Brilliant, I love that!

Reactions: Thanks 1


----------



## Eequinox

BumbleBee said:


> Brilliant, I love that!


same here i may just attempt that at some stage mine is showing a lot of chips as well

Reactions: Like 1 | Thanks 1


----------



## Andre

Stunning. Agree the black accents look great.

Reactions: Thanks 1


----------



## Petrus

I like, I like, I like

Reactions: Thanks 1


----------



## Ohmen

That looks so awesome @Khan83

Reactions: Thanks 1


----------



## Khan83

Eequinox said:


> did you manage to actually take the cover apart as i don't see the fire button on the top pic ?
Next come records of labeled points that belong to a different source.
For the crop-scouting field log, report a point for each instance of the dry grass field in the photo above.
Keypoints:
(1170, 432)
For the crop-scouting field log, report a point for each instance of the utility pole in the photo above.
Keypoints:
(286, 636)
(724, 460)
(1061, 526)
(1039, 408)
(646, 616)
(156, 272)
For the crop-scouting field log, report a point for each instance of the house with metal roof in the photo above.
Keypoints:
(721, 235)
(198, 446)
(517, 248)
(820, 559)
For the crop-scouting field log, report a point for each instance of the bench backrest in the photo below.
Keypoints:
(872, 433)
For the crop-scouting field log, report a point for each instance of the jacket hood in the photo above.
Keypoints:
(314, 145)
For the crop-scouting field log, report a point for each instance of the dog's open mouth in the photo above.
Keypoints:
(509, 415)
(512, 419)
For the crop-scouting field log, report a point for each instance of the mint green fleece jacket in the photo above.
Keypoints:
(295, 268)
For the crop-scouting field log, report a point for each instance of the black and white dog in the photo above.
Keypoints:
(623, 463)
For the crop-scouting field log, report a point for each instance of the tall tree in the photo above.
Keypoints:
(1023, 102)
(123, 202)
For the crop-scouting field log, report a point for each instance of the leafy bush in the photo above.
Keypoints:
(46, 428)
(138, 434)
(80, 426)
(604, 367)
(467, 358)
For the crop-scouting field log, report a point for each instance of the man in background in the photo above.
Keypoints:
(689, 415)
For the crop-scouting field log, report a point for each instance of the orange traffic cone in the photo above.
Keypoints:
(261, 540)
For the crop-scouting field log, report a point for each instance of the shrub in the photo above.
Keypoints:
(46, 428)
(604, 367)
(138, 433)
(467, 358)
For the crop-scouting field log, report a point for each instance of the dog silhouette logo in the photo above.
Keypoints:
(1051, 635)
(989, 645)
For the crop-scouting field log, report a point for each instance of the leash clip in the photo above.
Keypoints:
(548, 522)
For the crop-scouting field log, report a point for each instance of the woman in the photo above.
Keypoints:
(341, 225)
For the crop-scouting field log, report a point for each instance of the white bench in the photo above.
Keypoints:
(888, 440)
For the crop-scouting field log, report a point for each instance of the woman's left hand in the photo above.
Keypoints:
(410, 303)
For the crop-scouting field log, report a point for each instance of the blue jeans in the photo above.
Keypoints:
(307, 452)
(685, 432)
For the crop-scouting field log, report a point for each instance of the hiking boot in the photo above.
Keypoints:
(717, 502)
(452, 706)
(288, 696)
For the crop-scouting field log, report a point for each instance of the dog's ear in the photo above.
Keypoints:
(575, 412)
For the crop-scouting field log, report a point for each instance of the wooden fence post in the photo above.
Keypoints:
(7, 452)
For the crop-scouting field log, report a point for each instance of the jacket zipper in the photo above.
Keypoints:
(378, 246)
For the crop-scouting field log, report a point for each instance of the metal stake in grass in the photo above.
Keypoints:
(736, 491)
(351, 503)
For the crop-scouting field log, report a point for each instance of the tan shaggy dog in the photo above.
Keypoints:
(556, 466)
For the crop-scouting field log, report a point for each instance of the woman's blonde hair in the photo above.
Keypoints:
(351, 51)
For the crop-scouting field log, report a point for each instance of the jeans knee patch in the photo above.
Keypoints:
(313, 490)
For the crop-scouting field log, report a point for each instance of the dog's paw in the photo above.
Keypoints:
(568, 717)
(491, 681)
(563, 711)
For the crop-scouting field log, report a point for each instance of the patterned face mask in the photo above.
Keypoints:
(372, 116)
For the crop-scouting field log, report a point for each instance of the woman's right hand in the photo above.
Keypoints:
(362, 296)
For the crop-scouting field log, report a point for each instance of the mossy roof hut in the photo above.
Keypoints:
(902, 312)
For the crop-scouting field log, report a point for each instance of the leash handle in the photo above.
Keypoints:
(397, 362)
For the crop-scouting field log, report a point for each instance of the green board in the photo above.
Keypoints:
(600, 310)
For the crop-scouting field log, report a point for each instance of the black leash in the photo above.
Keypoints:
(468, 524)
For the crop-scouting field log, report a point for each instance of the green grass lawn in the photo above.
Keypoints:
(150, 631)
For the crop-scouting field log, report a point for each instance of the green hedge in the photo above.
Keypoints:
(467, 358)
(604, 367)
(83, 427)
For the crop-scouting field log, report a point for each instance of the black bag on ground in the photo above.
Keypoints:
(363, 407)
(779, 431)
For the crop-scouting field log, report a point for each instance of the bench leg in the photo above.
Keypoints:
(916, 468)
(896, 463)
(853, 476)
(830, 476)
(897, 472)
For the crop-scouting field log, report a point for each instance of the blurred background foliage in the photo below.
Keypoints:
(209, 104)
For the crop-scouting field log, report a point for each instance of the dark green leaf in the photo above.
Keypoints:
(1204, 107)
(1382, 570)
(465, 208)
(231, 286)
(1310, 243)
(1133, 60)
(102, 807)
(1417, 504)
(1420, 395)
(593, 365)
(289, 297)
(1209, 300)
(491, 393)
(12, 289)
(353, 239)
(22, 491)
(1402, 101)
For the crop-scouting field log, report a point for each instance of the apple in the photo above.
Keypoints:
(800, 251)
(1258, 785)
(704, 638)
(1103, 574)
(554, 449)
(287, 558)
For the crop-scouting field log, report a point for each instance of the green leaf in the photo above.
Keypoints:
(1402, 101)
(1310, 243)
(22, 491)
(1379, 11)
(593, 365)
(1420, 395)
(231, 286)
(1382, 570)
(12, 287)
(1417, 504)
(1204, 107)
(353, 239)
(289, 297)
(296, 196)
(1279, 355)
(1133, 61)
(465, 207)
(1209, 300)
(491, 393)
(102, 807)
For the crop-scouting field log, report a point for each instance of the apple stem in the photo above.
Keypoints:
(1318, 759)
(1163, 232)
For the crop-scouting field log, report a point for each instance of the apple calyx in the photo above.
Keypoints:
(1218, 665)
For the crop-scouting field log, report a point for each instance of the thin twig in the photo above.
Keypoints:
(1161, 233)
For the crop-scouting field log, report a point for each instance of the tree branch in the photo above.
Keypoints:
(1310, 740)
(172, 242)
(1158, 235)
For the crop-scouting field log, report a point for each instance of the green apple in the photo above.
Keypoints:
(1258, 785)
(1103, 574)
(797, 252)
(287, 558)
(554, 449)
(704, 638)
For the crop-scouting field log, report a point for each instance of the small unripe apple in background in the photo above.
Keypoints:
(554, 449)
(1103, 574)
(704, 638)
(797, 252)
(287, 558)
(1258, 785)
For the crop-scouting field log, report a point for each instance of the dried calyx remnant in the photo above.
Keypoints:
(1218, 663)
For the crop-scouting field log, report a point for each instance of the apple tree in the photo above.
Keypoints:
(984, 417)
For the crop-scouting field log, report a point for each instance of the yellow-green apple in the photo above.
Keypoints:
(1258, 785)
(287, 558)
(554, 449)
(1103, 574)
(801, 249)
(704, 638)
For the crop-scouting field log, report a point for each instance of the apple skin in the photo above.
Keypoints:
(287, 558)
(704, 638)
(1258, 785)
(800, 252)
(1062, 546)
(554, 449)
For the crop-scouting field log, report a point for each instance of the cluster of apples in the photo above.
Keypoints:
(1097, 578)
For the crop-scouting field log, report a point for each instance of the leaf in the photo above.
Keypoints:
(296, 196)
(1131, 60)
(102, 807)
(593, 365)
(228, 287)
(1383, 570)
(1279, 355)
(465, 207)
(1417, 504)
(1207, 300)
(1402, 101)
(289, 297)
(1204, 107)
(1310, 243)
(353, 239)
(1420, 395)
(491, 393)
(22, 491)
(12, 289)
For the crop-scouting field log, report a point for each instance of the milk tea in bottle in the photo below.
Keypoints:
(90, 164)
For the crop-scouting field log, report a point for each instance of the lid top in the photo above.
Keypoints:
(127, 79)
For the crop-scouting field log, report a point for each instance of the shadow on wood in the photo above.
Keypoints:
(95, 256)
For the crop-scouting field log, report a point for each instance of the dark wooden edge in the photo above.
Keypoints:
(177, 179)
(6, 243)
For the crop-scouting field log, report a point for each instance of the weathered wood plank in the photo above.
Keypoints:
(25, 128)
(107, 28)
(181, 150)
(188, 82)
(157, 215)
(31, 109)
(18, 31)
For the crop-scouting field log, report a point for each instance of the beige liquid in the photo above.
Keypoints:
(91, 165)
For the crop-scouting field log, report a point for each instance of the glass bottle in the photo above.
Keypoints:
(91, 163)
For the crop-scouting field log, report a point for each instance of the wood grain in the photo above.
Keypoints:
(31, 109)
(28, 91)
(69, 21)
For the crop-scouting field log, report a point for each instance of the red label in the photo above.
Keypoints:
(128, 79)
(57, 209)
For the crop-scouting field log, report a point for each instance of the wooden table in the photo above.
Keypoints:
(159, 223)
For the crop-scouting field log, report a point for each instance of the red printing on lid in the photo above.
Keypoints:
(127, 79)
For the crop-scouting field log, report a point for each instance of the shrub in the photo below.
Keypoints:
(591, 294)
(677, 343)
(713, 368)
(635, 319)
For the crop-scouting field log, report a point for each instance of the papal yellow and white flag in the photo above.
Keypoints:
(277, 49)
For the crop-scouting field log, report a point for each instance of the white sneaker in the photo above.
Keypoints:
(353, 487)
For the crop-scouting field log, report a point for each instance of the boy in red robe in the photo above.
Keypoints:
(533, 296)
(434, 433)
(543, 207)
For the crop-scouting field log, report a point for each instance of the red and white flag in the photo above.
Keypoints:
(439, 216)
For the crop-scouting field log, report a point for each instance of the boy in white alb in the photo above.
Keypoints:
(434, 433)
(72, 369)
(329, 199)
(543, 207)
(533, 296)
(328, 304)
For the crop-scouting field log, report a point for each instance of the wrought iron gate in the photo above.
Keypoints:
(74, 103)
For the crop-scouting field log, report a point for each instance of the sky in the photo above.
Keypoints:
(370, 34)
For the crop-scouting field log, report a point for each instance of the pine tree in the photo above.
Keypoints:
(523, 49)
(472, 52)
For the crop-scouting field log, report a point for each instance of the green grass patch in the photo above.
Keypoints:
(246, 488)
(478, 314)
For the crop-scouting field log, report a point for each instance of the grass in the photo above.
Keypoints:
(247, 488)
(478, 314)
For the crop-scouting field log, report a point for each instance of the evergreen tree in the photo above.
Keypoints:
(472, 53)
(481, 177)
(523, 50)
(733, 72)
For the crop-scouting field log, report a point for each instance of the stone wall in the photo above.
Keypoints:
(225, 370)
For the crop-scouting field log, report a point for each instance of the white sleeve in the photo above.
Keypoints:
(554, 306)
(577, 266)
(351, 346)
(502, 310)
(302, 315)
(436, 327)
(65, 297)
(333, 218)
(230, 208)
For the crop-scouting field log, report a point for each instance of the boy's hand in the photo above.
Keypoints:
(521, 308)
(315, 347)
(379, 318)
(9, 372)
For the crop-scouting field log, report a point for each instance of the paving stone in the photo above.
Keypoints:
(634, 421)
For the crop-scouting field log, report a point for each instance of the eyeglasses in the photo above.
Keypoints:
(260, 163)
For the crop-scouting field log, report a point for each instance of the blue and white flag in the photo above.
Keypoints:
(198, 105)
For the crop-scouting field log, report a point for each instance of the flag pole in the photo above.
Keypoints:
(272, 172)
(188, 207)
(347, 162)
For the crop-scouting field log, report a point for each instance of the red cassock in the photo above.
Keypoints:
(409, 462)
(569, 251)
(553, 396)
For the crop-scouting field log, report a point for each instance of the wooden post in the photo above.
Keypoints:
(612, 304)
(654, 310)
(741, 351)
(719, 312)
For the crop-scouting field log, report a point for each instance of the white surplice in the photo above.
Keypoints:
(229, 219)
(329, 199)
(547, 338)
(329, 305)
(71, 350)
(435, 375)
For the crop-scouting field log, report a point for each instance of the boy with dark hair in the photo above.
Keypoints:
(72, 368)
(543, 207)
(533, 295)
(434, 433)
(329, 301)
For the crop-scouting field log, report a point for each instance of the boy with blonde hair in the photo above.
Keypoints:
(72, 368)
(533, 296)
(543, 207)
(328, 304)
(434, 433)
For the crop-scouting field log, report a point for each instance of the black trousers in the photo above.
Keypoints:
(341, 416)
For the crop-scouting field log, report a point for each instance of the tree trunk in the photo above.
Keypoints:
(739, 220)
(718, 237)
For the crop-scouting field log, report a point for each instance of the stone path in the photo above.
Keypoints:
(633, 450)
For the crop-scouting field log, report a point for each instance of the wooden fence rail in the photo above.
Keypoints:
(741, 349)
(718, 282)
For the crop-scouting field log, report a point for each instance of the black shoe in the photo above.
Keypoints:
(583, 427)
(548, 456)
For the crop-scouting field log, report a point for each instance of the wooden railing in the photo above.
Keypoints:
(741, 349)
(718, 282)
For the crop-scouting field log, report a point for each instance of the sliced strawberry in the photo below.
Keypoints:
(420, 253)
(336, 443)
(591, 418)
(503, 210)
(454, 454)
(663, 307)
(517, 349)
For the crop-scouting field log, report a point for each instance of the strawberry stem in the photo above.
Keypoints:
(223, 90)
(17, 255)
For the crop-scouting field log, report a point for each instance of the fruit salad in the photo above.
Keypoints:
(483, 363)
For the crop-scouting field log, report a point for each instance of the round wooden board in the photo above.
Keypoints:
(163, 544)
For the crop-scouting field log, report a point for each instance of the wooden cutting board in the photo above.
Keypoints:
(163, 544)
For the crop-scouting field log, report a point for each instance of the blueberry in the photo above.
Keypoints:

Yup , removed everything , just had the case to work with. It actually comes apart quite easily


----------



## Khan83

Thanks guys. Your kind words make the carpal tunnel syndrome worth it

Reactions: Like 2 | Funny 3


----------



## Pixstar

Khan83 said:


> Got home early today so decided to take another crack at it , so here goes
> 
> All sanded down with 600 grit. I decided not to sand down into the indents as I noticed this gave it a nice little colour contrast with the black on silver.
> View attachment 37100
> 
> 
> Wet sanded all the way up to 2000 grit
> View attachment 37101
> 
> 
> 
> After a quick buff with Autosol
> View attachment 37102
> 
> 
> 
> And here she is.....just minding her own business reading the news paper  .
> View attachment 37103
> 
> 
> 
> A few more shots
> View attachment 37104
> 
> View attachment 37105
> 
> View attachment 37106
> 
> 
> All in all , I'm reasonably happy with how it turned out. Just trying to get a Kangertech sticker to put on the side so it doesn't look so plain.


Wow that looks awesome! Well done!


----------



## Pixstar

When are you doing the tank?


----------



## SwickedV

That looks Incredible


----------



## Chris du Toit

Looks very nice! If you could sand blast the kanger logo on the side it would look amazeballs!


----------



## Khan83

Pixstar said:


> When are you doing the tank?



Lol , hellz no. I'm not touching sandpaper anytime soon. My fingertips are still bruised

Reactions: Like 1


----------



## Khan83

Chris du Toit said:


> Looks very nice! If you could sand blast the kanger logo on the side it would look amazeballs!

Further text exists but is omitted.